I booted the albook into target disk mode, mounted it on the MacBook, and copied over the encrypted disk image containing my homedir (I use FileVault). Once that was done, it was pretty much just a matter of copying a few directories out of the crypto loop, setting up Mail.app again (the most annoying part of the process), and grabbing the Universal versions of various applications.

The whole thing took about 20 minutes, if that. I could have tried using the Migration Assistant (which would have done the above and more for me), but I wasn't sure how it'd interact with a FileVault homedir, and I like starting as fresh as possible on new machines anyway if I can.
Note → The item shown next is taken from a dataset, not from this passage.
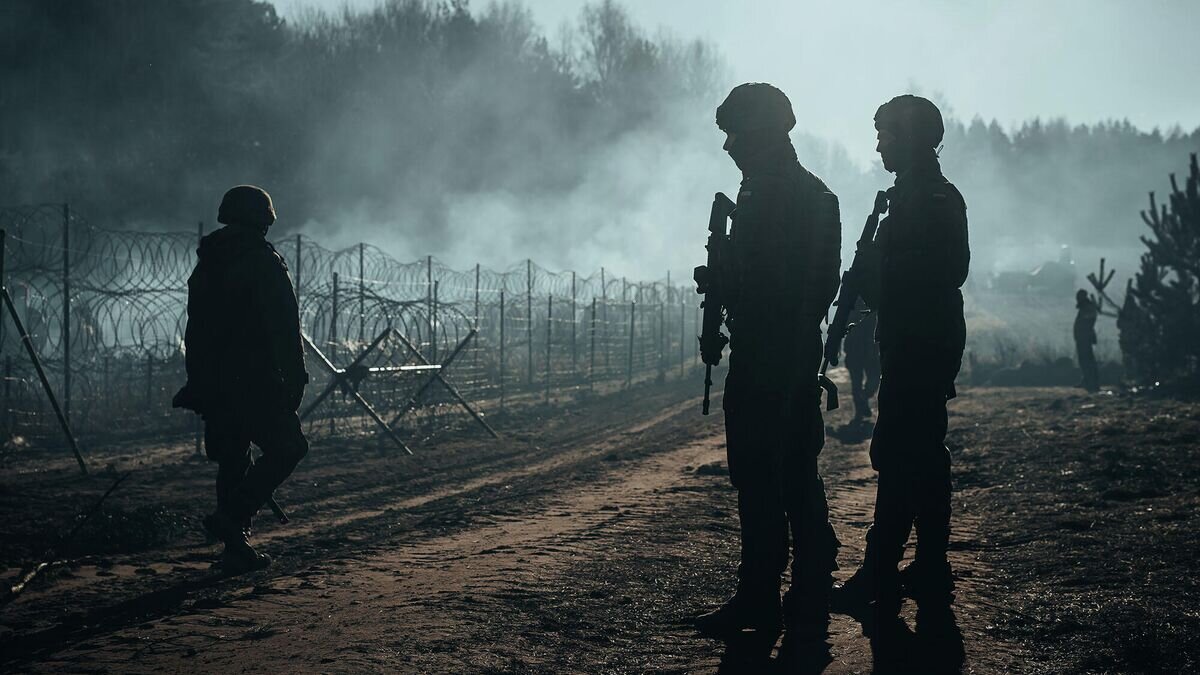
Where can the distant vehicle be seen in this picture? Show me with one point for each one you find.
(1053, 278)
So, a few thoughts about the MacBook...

Sitting it next to the albook, the color difference the glossy LCD provides is really noticeable. The albook looks flat and dim, whereas the MacBook's colors are deep and very bright. The display seems really wide and the res almost too high; I got really used to the dimensions of the 12", and 1024x768. I work with most windows maxed (Mail, Safari, Terminals I am doing actual work in as opposed to just IRC/silc), but it's not really useable with these dimensions. Everything looks stretched out and too far away from other elements of the application. 209x53 terminals are just... silly. So that's something I'll have to get used to, I guess.

Rik and jcap have both complained about the function key chording nonsense, and wow, yes, it is incredibly annoying. If you want to page up, have to hit shift-fn-up, as opposed to shift/fn in whatever order you are used to. For me it's fn-shift, and it's going to be a pain in the ass getting used to doing it the other way around. Hopefully this is something that can be fixed with a patch, and soon.
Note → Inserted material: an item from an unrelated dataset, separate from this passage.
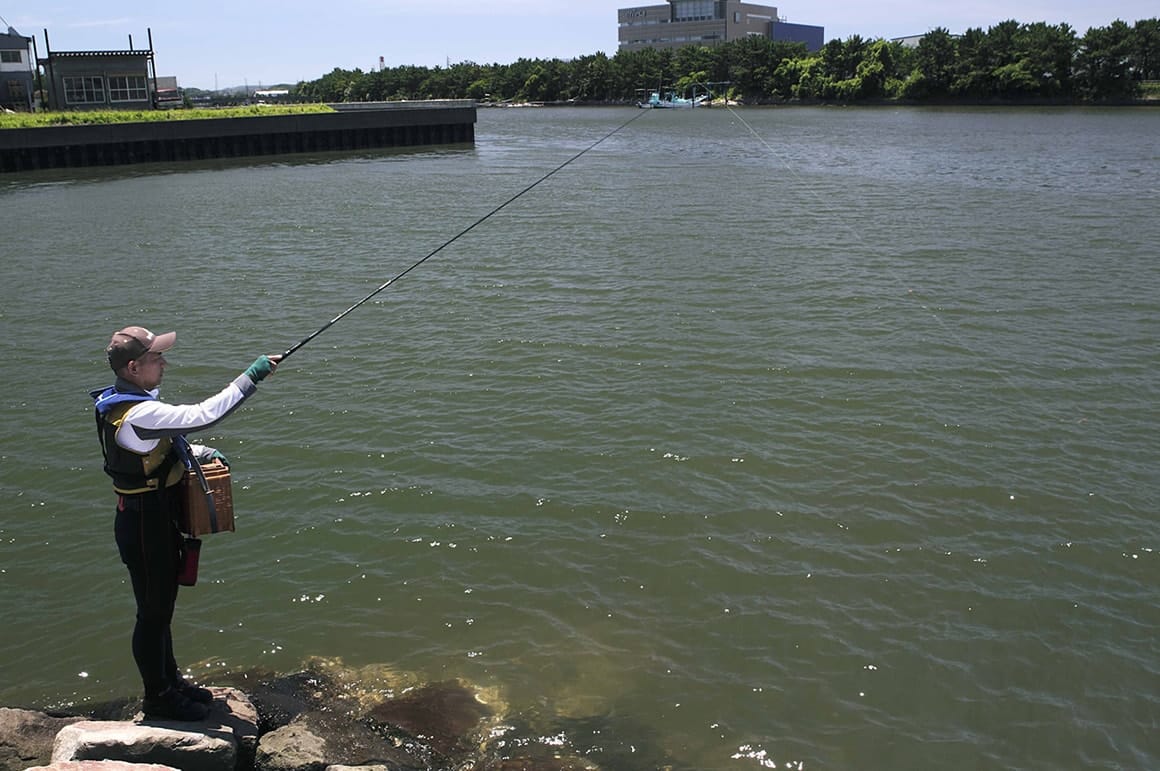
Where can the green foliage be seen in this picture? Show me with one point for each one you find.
(1008, 62)
(101, 117)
Andrew mentioned a couple weeks ago some issue that some Airport Extreme cards were having with the work wireless network (Cisco WAPs): the cards would associate, then start flipping between good/bad signal and then (sometimes) deassoc. My albook didn't have the issue, but the MacBook does. Looks like I'll be wired for the next two weeks (suck).

The magnetic latch thing is really cool. MagSafe (the magnetic power cord) seems to hold on tighter than the friction needed to pull the laptop off a desk, but I'm not actually going to test it.
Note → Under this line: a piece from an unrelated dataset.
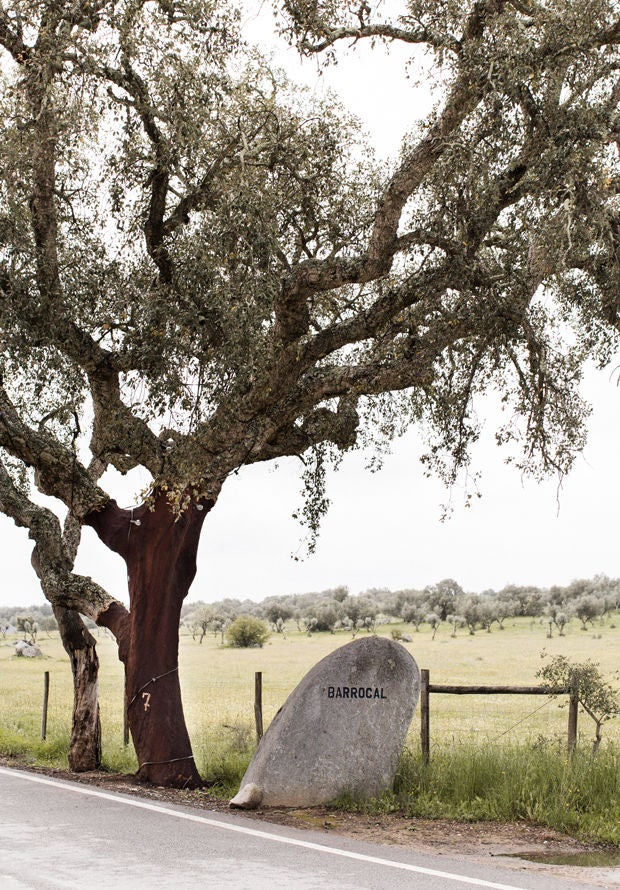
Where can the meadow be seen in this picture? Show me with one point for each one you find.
(479, 744)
The keyboard is freakin' sweet.

The trackpad is absolutely huge, and the mouse button is kind of squishy. I tried using the "tap trackpad to click" function, but I think I'm far too ingrained in how I use computers to really get used to it (though I did get used to using the trackpad to scroll, so maybe).

The system is damned fast; it's just as snappy as my iMac (it should be, the specs are almost identical). The shared VRAM thing pisses me off, but eh, it's RevA and the low-end model. What do you want?

It's already got fingerprints on it, and wrist-rest smudges. Makes me want to start wearing gloves when I use the damn thing.

It also doesn't fit in my bag very well, but I knew that was going to happen. I'm going to try and pick up a new sleeve for it, and just sort of deal with it, I guess. The bag is really nice, the laptop is really nice, perhaps they can work out the rest of it amongst themselves.

All in all, I'm happy with the thing after several hours of use. Unless the battery starts melting on me, I will be content to wait for the RevC MacBook, sell this one, and probably not lose a whole lot of money on the deal.

July 1, 2006 3:29 AM
Comments

Huh. Apparently fn-up/down works as pgup/pgdown now. That's... new?

Posted by: bda at July 1, 2006 1:27 PM

I've been teetering on the edge of MacBook-ownership myself, as the hard disk on my already bruised and battered RevA 12" Powerbook is failing. I'm not sure I like the glossly screen, but I think I would get over it. The reports of easy staining/discoloration are a bit disconcerting though. If they weren't charging a stupid $150 premium for the black one, I'd probably be typing one right now.

Posted by: merz at July 5, 2006 2:37 PM

Yeah, $150 is pretty steep for black, but I gotta coordinate my fashions and shit, so I ponied it up.

The glossy LCD is super nice, just in terms of what it does for colors. Outside it's impossible to use, pretty much, but... eh.

The discoloration stuff has apparently been really overblown, and Apple is fixing is anyway.

I usually say stay the hell away from RevA kit, but I've been really happy with the box so far.